This post begins with this rather atmospheric photograph, but it ends, predictably, at some news and plans. The first two weeks as (Acting) Director of the Academy of Music have been even busier than feared, but with the responsibilities comes something to work or strive towards, some meaningful contribution that regardless of my general unsuitability for administrative work, I can certainly take on.

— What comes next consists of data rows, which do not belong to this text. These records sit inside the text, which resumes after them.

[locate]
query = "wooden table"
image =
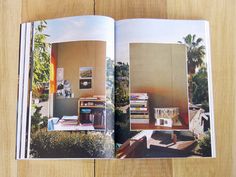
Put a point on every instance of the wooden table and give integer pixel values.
(220, 13)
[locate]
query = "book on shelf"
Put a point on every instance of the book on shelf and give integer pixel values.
(84, 80)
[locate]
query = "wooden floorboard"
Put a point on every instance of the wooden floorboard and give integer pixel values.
(120, 10)
(221, 15)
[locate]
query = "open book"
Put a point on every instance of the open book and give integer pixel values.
(93, 87)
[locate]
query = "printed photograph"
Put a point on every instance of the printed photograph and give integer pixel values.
(86, 72)
(158, 87)
(85, 84)
(69, 117)
(158, 91)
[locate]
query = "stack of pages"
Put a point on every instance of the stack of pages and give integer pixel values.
(93, 87)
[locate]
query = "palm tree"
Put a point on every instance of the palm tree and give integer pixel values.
(195, 55)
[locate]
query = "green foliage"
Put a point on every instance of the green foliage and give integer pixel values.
(200, 88)
(37, 120)
(121, 84)
(41, 56)
(71, 145)
(205, 145)
(110, 79)
(195, 55)
(195, 52)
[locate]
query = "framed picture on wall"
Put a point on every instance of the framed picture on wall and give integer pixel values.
(85, 83)
(86, 72)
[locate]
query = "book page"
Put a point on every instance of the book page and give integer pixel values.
(163, 89)
(71, 109)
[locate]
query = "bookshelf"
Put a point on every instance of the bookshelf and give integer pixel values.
(139, 111)
(92, 112)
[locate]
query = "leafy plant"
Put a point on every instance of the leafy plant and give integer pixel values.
(121, 84)
(37, 120)
(195, 55)
(200, 88)
(41, 55)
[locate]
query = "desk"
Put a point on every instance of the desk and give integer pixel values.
(221, 15)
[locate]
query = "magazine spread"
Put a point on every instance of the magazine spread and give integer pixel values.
(92, 87)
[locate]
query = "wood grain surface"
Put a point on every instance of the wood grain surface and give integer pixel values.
(220, 14)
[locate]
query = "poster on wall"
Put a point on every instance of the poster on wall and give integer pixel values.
(85, 84)
(86, 72)
(60, 74)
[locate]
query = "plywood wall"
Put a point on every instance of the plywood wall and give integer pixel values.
(73, 55)
(161, 71)
(221, 15)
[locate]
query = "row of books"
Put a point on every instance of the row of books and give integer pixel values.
(139, 112)
(69, 120)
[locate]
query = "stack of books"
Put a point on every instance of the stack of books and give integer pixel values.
(69, 120)
(139, 112)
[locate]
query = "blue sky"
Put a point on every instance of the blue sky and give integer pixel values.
(154, 31)
(82, 28)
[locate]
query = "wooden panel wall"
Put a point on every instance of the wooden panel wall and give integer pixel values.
(221, 15)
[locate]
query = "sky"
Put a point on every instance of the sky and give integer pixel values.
(154, 31)
(82, 28)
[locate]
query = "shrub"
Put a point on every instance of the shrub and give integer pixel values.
(71, 145)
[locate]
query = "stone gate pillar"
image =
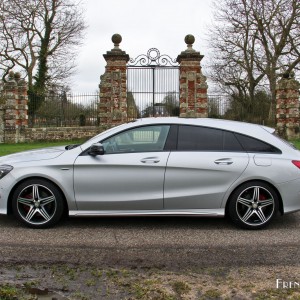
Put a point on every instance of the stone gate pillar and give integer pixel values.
(287, 107)
(193, 87)
(15, 108)
(113, 93)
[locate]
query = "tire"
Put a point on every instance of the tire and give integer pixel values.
(38, 203)
(253, 205)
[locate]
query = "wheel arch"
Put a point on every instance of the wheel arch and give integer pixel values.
(280, 202)
(9, 204)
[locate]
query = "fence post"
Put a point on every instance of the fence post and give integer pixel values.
(113, 93)
(193, 87)
(287, 107)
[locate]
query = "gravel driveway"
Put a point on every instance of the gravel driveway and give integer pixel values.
(152, 258)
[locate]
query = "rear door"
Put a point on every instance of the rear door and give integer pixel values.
(206, 163)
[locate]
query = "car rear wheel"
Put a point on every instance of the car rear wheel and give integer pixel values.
(38, 203)
(253, 205)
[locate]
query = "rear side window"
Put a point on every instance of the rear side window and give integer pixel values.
(195, 138)
(253, 145)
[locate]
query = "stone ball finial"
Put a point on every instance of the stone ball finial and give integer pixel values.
(189, 39)
(11, 74)
(17, 76)
(116, 39)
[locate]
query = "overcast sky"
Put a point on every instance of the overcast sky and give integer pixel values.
(160, 24)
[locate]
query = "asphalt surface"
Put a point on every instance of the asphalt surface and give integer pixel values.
(164, 242)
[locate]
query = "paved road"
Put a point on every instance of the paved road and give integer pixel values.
(152, 242)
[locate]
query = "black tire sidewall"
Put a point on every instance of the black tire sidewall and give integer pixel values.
(232, 212)
(56, 192)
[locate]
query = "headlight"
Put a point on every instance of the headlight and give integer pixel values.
(4, 170)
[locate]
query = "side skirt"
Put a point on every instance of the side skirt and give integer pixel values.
(191, 212)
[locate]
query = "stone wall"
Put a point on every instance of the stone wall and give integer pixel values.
(60, 133)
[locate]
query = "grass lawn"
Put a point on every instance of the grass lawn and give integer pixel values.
(12, 148)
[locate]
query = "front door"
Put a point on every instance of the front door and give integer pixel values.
(129, 176)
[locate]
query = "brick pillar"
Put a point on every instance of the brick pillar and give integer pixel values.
(287, 107)
(113, 93)
(193, 87)
(21, 102)
(2, 112)
(15, 107)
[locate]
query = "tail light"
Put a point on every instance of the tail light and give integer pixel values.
(296, 163)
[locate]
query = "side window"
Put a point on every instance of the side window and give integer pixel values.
(231, 144)
(141, 139)
(196, 138)
(253, 145)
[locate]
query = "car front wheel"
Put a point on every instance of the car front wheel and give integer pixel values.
(38, 203)
(253, 205)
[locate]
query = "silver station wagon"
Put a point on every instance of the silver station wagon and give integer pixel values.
(157, 167)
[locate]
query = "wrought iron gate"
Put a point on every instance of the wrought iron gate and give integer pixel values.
(152, 85)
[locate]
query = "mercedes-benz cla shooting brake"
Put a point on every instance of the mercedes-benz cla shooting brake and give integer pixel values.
(157, 166)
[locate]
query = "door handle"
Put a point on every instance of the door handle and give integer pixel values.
(223, 161)
(150, 160)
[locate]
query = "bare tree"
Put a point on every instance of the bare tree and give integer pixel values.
(40, 38)
(255, 41)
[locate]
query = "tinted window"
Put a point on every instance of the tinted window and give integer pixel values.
(253, 145)
(231, 143)
(195, 138)
(142, 139)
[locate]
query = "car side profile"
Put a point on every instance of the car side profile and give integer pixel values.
(157, 166)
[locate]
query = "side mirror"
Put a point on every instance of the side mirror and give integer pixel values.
(96, 149)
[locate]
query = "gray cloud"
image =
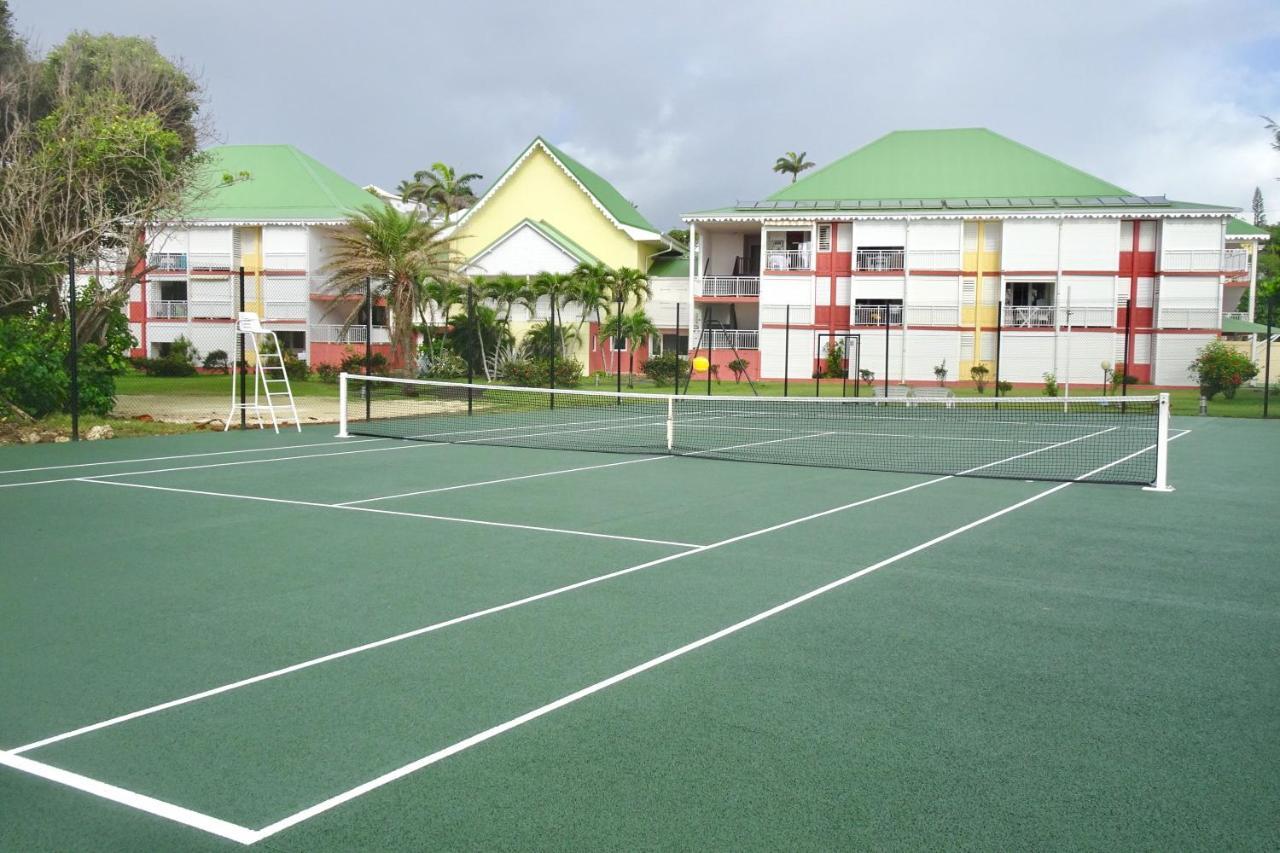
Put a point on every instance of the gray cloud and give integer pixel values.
(686, 106)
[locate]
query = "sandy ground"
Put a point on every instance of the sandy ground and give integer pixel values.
(192, 410)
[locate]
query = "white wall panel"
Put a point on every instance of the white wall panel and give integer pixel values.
(1031, 245)
(1173, 352)
(1091, 243)
(1192, 233)
(891, 232)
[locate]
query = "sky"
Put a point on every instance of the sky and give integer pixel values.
(686, 106)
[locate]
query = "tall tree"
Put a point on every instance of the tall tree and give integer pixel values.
(400, 251)
(440, 188)
(792, 164)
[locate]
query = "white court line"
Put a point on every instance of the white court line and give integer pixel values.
(407, 515)
(425, 761)
(164, 459)
(132, 799)
(248, 836)
(197, 468)
(458, 620)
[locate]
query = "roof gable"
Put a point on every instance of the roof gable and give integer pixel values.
(967, 163)
(603, 195)
(283, 185)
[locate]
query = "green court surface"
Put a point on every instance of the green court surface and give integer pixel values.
(306, 643)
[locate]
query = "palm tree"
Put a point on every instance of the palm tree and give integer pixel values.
(792, 164)
(636, 328)
(400, 251)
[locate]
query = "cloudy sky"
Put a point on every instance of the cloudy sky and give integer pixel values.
(686, 105)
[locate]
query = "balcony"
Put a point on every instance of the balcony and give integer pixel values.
(784, 260)
(355, 333)
(876, 314)
(1192, 260)
(1046, 316)
(880, 260)
(728, 286)
(168, 309)
(1188, 318)
(727, 338)
(168, 263)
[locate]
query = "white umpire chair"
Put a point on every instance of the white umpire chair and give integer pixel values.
(270, 379)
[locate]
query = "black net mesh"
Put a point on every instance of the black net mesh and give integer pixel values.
(1101, 439)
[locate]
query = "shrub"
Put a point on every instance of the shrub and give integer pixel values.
(666, 368)
(978, 373)
(353, 361)
(1217, 368)
(215, 361)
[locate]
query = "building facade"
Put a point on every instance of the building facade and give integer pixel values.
(277, 223)
(963, 247)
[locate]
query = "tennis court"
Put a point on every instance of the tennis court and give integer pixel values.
(501, 638)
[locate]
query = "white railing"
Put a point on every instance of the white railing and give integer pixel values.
(284, 260)
(168, 263)
(727, 338)
(876, 315)
(168, 309)
(1187, 260)
(355, 333)
(728, 286)
(880, 259)
(781, 260)
(209, 261)
(935, 258)
(933, 314)
(1187, 318)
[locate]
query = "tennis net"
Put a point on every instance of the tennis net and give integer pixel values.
(1106, 439)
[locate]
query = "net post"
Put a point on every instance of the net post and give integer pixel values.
(671, 423)
(1161, 482)
(342, 406)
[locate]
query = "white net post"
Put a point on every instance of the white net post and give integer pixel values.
(1161, 482)
(671, 423)
(342, 406)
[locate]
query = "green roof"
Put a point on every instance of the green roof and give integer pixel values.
(1239, 228)
(670, 267)
(604, 192)
(283, 185)
(967, 163)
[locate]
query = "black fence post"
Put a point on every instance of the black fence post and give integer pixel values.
(471, 350)
(786, 352)
(73, 346)
(369, 346)
(240, 354)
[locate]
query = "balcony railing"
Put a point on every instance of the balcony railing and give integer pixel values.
(877, 260)
(168, 309)
(215, 263)
(355, 333)
(935, 258)
(933, 314)
(728, 286)
(727, 338)
(168, 263)
(1192, 260)
(1187, 318)
(781, 260)
(876, 314)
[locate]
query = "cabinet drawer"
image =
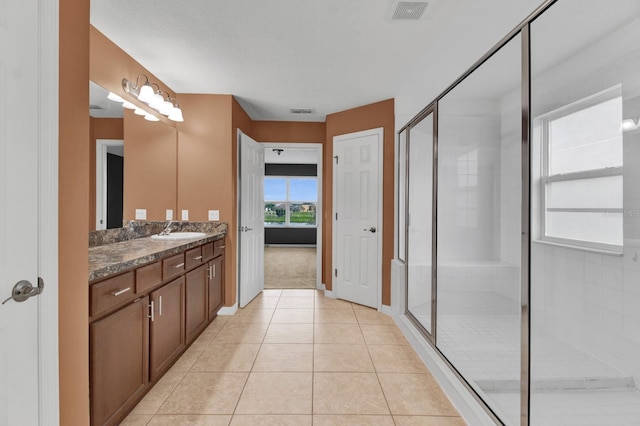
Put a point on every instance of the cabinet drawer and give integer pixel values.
(111, 292)
(207, 252)
(172, 266)
(218, 247)
(148, 277)
(193, 257)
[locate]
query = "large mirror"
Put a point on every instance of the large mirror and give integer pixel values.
(142, 186)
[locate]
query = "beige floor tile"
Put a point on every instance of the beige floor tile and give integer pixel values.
(153, 399)
(251, 315)
(428, 421)
(298, 293)
(323, 302)
(241, 333)
(263, 302)
(347, 358)
(396, 359)
(184, 363)
(205, 393)
(271, 420)
(189, 420)
(293, 316)
(348, 393)
(352, 420)
(335, 316)
(371, 316)
(296, 302)
(136, 420)
(338, 333)
(171, 378)
(383, 335)
(415, 394)
(276, 393)
(227, 357)
(289, 333)
(285, 357)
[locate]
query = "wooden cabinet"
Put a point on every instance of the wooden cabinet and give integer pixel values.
(142, 320)
(167, 331)
(196, 302)
(216, 287)
(119, 370)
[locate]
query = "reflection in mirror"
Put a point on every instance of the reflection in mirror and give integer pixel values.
(107, 171)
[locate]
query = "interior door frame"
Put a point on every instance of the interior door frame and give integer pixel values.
(49, 396)
(102, 146)
(379, 131)
(319, 153)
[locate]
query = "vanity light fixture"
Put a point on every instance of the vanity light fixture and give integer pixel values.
(157, 99)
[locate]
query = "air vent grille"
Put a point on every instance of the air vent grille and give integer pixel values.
(410, 9)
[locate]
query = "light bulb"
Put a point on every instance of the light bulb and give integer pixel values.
(146, 93)
(167, 108)
(176, 114)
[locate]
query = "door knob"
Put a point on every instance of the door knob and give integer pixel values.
(24, 290)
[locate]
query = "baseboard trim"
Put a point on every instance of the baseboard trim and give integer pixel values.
(388, 310)
(228, 310)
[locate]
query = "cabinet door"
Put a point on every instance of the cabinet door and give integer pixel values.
(119, 356)
(167, 326)
(216, 286)
(196, 295)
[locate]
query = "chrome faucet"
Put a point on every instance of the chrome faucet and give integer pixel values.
(167, 228)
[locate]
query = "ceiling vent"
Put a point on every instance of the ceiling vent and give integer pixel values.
(301, 110)
(409, 9)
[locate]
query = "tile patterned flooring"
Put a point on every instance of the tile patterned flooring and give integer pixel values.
(295, 357)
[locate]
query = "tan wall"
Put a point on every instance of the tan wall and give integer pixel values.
(73, 205)
(380, 114)
(289, 131)
(150, 168)
(205, 172)
(100, 128)
(109, 65)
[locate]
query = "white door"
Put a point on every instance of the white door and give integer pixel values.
(26, 141)
(251, 222)
(357, 216)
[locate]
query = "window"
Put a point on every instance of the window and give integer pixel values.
(290, 201)
(582, 172)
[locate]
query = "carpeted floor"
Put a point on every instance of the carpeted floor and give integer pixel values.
(289, 267)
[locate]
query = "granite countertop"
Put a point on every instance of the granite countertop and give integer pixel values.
(110, 259)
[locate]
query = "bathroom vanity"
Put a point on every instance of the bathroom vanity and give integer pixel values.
(148, 301)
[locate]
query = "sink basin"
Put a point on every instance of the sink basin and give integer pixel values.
(178, 236)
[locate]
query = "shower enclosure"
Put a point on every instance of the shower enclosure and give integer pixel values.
(520, 186)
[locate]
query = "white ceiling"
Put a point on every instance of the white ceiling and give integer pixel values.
(328, 55)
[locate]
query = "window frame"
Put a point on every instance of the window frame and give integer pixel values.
(545, 178)
(288, 202)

Rain-soaked (frankly, quite flooded), looking like something from a century or two ago, this is the Salween river, one of the longest in Asia in fact, but little known given that it spends its almost three thousand mile course in some of the least explored regions on the continent, charging through the inhospitable Tibetan Plateau, down the steep gorges of Sichuan, through the mysterious Shan hills, and out through the surreal landscapes of the Kayin and Mon states of Myanmar. It’s not particularly navigable much further up than this and serves little commercial function, though it was the pathway that the Burmese, and many other Southeast Asian peoples, first migrated down from Tibet to the rice paddies and limestone mountains of southern Myanmar. They probably couldn’t have believed their eyes staring at the verdant, rocky outcrops studding the countryside like ships; it’s hard to believe my eyes that a place like this still exists.
It will be a very different picture in a few weeks’ time given that the world premiere of Otherhood (2022) is now approaching; the date and time are set, at 5pm, October 6th, at the Camerata at Finland’s most important performance venue, the Musiikkitalo. I’m worried about this piece, given that it confronts one of the most beloved genres in classical music, the lied recital. All thirty minutes of it, with still not-properly-tested technology, and a lot of complicated and experimental ideas- what will it actually sound like? I have no idea. I wrote it across oceans, as always, and it breathes the musty air of Mumbai as much as the chilly mornings of my home in Oakland, California. It lives in a weird in-between of past and future, and, just like Taneli Viljanen‘s wonderful poetry, it is neither one, or another, but both, and neither, everything and nothing. Staring out onto the river delta as the sun sets in burnt orange hues, a far cry from the muted tones of the afternoon, one sees the great terror and beauty in what is truly unknown.